Brits sure love to row, I think to myself, flashing back to the televised Heritage Minute in which a group of Canadians win the World Championship in 1867. Oh how the badly dressed fishermen sniggered as their heavy boat slid by the fancy pants team from Oxford. Now it’s my turn to show those weedy coxswain-knockers what’s what. After hunching over musty medical books at the Wellcome Library all week, I cannot wait to work my back. I settle onto a machine at the busy Tottenham Court Road gym—ah, the seat is still warm—turn the tension up to 10, pop in my earbuds, and push through my legs and torso before pulling the bar to mid chest while leaning back slightly. Check that form, baby! My feeling of euphoria does not last long, coming to an abrupt halt when a young woman awkwardly straddles the machine beside me. She is skeletal, her painfully knobby knees and shin bones protruding though a layer of thin skin. This fragile figure appears to be near death, with hollow eyes and an empty expression. She must be suffering from anorexia, I decide. I glance away but she has seen me looking, and continues to study my actions, raising her tension and trying to keep pace with my stroke. I am not sure what to do. I have no idea what she is thinking or what it feels like to live her body. Still, I am afraid that she will collapse from over-exertion if this land rowing competition continues. Should I try to help her? 

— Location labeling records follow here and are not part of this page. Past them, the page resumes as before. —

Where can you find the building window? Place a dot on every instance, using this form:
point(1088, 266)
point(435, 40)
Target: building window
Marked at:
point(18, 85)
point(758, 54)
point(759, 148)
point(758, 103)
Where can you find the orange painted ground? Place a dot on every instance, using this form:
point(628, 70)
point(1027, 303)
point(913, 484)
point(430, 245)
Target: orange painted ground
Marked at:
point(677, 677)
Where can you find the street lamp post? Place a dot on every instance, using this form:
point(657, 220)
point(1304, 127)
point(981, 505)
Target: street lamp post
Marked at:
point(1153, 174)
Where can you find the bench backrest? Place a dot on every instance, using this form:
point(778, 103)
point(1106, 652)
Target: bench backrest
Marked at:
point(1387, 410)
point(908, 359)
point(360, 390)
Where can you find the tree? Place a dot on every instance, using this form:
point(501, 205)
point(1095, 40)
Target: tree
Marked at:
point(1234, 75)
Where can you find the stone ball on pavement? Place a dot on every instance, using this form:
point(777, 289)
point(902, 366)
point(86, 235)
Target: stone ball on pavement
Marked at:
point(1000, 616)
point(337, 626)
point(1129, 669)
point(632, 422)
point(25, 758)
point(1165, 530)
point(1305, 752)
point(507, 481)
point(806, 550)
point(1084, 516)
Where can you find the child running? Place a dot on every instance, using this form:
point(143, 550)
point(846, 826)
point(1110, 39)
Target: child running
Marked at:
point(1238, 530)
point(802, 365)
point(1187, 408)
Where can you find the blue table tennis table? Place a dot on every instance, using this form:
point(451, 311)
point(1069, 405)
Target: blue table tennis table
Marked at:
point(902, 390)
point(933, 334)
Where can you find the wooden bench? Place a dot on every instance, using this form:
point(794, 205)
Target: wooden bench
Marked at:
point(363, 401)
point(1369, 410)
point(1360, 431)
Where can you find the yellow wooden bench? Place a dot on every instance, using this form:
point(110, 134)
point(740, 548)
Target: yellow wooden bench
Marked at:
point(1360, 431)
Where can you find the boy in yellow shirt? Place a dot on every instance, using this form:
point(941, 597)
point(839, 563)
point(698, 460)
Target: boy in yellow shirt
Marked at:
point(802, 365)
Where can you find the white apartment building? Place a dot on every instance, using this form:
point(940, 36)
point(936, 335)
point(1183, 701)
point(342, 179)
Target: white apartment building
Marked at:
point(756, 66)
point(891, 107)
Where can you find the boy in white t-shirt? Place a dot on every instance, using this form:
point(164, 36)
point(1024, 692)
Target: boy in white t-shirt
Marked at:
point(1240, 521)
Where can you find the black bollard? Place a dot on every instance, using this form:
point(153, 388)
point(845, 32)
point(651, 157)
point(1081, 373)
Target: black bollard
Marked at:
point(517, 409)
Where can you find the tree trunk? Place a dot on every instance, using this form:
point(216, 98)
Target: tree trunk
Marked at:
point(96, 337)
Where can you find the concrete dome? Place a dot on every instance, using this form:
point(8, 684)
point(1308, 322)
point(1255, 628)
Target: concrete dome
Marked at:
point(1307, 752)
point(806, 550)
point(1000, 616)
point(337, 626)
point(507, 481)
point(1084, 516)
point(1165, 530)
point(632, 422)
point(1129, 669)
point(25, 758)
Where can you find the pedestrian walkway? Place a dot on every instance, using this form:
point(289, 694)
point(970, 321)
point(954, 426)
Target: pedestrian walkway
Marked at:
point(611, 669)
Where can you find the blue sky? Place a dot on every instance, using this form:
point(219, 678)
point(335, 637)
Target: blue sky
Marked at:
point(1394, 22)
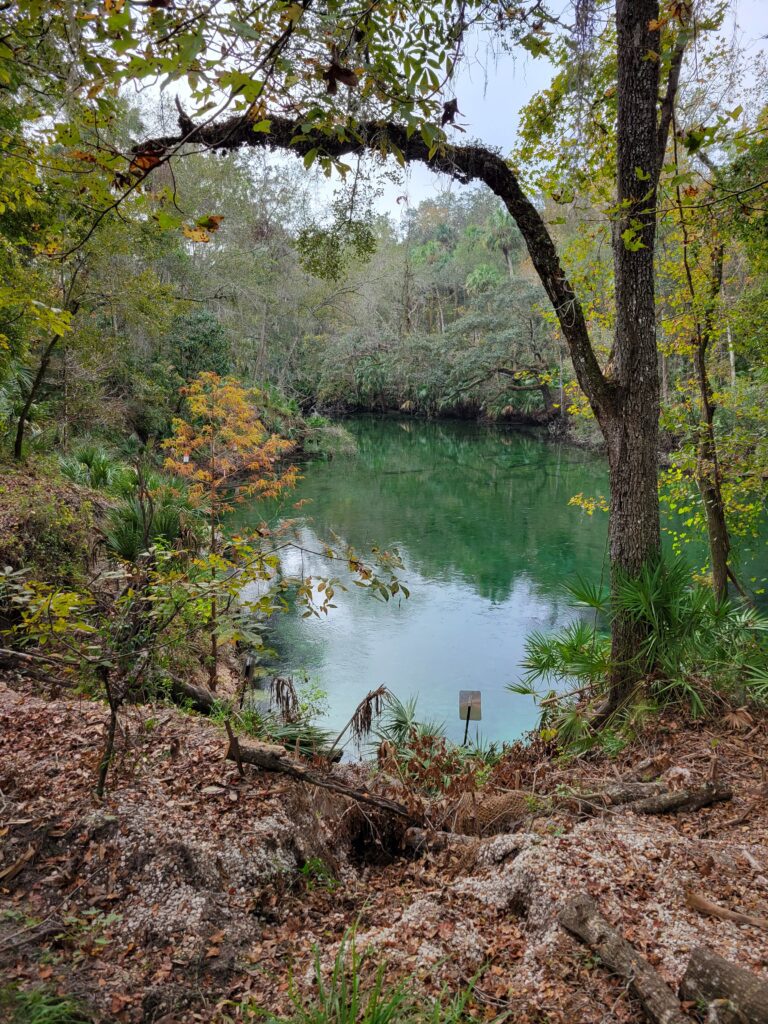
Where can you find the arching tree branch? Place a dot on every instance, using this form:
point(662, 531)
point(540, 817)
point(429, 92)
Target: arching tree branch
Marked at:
point(465, 163)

In the end, I do nothing. 

I have never participated in a formal intervention. I mean the kind that happens on TV talk shows, when drug addicts are ambushed by friends and family, forced into rehab under the threat of withdrawn funds and emotional support. As far as I can tell, during such events people are made to confess their lack of self-control and then “agree” to receive some kind of medical care. The best and in many ways most accurate dramatized version of an intervention was on The Sopranos, when Christopher wakes up to find the family gathered in his living room and shouts ‘”What the fuck?” (http://www.youtube.com/watch?v=9_peSCECc4I). After the drug-addled Christopher calls his mother a whore, the boys literally put the boots to him, landing him in the hospital with a skull fracture. What I love about this scene—besides the genius of its writing, staging, and acting—is the direct admission of the violence involved in the act of intervening. This event is undeniably aggressive, positioning the sick or addicted person as a non-individual who has forfeited at least some of his or her civil rights by demonstrably making bad decisions instead of pursuing a socially acceptable good life. Just consider who is regularly at the receiving end of arguably less aggressive and probably well-intentioned lifestyle advice: pregnant women, new mothers, women lifting weights at the gym. I’m sure you can think of others. My point is that “offering help” is not a neutral act stemming only from the goodness of one’s heart. It is embedded in often unconscious assumptions about gendered identity, personal agency, and sites of authority. That is why I hesitate to intervene.

Loathsome Skylar holds the talking pillow.

Loathsome Skylar holds the talking pillow.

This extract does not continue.